陸暉,陸墨聽到糧店老板說他們“大大小小過來討飯”,十分生氣,對著糧店老板橫眉冷對。
陸山,陸川聽了糧店老板的話,也都有些不悅。
陸伯言更是氣憤,他們和糧店老板,一個出錢,一個出力,乃是天底下最公正,公平之事。
糧店老板說“討飯”,好像是施舍他們一樣,又怎能讓他不怒?
“這家不錯?”陸山看了一眼這個要出租的雜貨鋪。
雜貨鋪現在還沒有開門,也就是說陸鬥看都還沒看呢。
陸山看了一眼已經轉回店裡的糧店老板,知道陸鬥也對糧店老板有氣,於是俯身,壓低聲音對陸鬥說了句。
“鬥哥,可不能意氣用事啊,還是要看過再說。”
陸鬥是對糧店老板看不過眼,但他也不是因為這個,而想要把賣餌料的鋪麵選在這裡。
陸鬥給陸山分析道:
“大伯,這個店離鎮口不遠,位置便利,租金在這五家店鋪裡算是中等,我覺得這間不錯,不過大伯說得對,應該去鋪子裡麵看看再說。
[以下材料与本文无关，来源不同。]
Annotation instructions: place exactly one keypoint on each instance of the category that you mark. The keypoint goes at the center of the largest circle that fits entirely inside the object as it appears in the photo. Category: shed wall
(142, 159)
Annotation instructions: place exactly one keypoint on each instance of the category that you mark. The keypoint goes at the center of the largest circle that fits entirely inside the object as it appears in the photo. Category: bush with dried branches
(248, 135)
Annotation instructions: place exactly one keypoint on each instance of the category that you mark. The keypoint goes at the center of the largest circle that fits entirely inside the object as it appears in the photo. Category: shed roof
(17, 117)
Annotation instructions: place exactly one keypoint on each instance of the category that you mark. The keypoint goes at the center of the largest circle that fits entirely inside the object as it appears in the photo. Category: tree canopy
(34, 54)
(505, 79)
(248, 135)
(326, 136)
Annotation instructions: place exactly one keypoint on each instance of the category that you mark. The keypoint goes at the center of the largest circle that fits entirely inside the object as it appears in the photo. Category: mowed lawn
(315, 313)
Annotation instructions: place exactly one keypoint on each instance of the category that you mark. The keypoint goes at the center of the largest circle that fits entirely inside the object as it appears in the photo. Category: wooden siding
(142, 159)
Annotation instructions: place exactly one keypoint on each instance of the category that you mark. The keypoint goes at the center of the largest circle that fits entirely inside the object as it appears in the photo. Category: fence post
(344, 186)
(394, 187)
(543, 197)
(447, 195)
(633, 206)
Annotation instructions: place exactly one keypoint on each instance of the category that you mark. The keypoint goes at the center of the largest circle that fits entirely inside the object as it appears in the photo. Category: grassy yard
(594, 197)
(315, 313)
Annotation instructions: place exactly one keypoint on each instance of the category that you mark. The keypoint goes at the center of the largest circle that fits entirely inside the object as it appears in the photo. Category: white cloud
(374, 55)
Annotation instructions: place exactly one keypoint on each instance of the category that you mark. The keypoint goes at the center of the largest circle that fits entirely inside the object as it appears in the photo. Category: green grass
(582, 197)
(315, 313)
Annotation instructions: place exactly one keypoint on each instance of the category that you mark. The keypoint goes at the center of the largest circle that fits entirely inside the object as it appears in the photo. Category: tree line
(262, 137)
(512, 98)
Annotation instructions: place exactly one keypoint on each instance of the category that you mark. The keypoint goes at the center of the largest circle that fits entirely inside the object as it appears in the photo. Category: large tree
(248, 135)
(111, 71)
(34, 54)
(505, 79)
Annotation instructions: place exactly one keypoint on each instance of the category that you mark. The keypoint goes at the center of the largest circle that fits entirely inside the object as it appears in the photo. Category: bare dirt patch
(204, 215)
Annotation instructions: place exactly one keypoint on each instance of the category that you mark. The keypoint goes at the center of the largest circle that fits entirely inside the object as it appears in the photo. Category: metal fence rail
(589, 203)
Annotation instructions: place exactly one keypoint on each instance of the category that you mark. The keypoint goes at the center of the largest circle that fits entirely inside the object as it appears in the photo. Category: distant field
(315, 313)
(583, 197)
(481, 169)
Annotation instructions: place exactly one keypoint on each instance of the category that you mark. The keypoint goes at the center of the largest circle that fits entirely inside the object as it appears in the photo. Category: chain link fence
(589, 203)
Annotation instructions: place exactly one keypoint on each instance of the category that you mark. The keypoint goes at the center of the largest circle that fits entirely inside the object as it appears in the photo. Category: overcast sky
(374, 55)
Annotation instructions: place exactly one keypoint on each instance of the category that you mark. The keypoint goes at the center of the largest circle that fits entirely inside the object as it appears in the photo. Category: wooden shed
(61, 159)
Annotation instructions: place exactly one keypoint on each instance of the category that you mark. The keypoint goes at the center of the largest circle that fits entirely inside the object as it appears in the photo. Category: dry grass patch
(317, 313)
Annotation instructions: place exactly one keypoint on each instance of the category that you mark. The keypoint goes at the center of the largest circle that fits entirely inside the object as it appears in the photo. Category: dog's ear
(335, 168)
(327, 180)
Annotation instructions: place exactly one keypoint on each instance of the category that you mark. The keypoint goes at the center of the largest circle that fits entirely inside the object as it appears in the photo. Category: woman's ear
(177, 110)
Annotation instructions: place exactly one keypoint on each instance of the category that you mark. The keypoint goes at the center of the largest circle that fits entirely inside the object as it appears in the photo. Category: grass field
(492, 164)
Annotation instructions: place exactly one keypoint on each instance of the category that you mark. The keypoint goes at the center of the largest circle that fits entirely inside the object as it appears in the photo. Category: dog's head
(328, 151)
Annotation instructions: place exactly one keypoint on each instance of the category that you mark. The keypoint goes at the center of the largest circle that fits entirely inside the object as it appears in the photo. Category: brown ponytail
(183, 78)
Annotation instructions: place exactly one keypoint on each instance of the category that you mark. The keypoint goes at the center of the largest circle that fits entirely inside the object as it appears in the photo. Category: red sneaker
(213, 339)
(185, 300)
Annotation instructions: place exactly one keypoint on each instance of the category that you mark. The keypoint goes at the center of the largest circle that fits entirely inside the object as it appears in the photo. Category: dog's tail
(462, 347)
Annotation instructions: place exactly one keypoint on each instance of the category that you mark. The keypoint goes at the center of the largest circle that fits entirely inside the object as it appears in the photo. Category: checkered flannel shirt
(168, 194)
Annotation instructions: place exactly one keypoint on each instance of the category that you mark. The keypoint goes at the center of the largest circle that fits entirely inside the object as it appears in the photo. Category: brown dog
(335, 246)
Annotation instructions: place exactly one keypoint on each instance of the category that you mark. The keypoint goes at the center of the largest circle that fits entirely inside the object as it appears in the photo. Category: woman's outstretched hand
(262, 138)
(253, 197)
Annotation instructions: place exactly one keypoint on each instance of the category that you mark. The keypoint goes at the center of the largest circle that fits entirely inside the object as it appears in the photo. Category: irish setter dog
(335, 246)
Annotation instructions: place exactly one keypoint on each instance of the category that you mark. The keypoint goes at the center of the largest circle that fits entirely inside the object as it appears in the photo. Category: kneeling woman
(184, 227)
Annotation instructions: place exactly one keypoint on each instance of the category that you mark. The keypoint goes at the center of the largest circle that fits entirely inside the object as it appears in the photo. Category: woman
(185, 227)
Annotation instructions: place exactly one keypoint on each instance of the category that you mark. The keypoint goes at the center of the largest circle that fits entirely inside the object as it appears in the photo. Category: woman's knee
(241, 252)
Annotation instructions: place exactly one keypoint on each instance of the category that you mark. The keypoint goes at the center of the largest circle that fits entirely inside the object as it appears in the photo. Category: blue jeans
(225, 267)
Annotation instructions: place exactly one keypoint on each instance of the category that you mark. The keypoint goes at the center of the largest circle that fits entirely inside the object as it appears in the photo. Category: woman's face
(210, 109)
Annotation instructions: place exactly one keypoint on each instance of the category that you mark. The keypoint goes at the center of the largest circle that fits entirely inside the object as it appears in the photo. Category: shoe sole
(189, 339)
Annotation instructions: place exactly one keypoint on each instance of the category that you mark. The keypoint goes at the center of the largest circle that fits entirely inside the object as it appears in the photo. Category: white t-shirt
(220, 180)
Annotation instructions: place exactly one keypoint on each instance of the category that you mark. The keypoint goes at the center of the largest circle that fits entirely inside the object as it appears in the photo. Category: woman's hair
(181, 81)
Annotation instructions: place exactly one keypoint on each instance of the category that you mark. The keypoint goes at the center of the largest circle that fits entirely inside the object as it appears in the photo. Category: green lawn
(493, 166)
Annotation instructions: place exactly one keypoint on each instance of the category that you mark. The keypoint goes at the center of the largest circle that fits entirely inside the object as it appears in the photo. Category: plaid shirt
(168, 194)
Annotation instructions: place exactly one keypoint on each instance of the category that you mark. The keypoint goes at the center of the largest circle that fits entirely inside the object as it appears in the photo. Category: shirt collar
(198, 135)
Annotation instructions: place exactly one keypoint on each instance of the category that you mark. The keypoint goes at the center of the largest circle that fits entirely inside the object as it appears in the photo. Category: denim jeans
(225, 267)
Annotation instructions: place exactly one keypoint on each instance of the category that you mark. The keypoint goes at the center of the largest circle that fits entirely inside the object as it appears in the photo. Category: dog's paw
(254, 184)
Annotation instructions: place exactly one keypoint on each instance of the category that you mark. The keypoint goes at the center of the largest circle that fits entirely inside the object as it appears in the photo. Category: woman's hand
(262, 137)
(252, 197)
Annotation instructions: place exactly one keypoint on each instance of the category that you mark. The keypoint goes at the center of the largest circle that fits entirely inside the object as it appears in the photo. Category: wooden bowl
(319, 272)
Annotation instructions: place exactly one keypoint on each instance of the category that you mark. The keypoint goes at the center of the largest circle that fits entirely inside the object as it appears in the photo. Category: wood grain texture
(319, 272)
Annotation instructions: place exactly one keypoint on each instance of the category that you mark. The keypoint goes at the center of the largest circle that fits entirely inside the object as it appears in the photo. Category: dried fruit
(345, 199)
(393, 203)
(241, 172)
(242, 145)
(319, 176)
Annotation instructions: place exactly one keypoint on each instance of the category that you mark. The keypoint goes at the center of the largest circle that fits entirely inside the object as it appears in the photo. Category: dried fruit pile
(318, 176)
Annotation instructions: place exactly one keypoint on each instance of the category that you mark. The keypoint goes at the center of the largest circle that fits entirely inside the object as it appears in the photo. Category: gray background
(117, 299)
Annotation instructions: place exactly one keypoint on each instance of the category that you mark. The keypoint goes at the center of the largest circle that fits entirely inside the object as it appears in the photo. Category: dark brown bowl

”
陸鬥說完笑了笑。
陸川去雜貨店拍門。
等到雜貨店老板拆開門板,問明情況,得知陸山等人是來租鋪子時,就把他們迎了進去。
陸山,陸川和陸伯言去雜貨鋪裡轉了一圈,對於這家店鋪都很滿意。
約定時間,等鋪主過來一起商談租金之後,陸山,陸川和陸伯言帶著陸墨,陸暉和陸鬥,走出了雜貨鋪。
雜貨鋪的萬掌櫃,親自把陸家六口,送出了店鋪大門。
街對麵糧店的老板,看到萬掌櫃跟陸家人有說笑的樣子,站在自家店門口,高聲說道:
“萬掌櫃,可千萬不要用他們三個,之前他們三個在我這裡做工,奸,懶,饞,滑,工錢還一分不少要。”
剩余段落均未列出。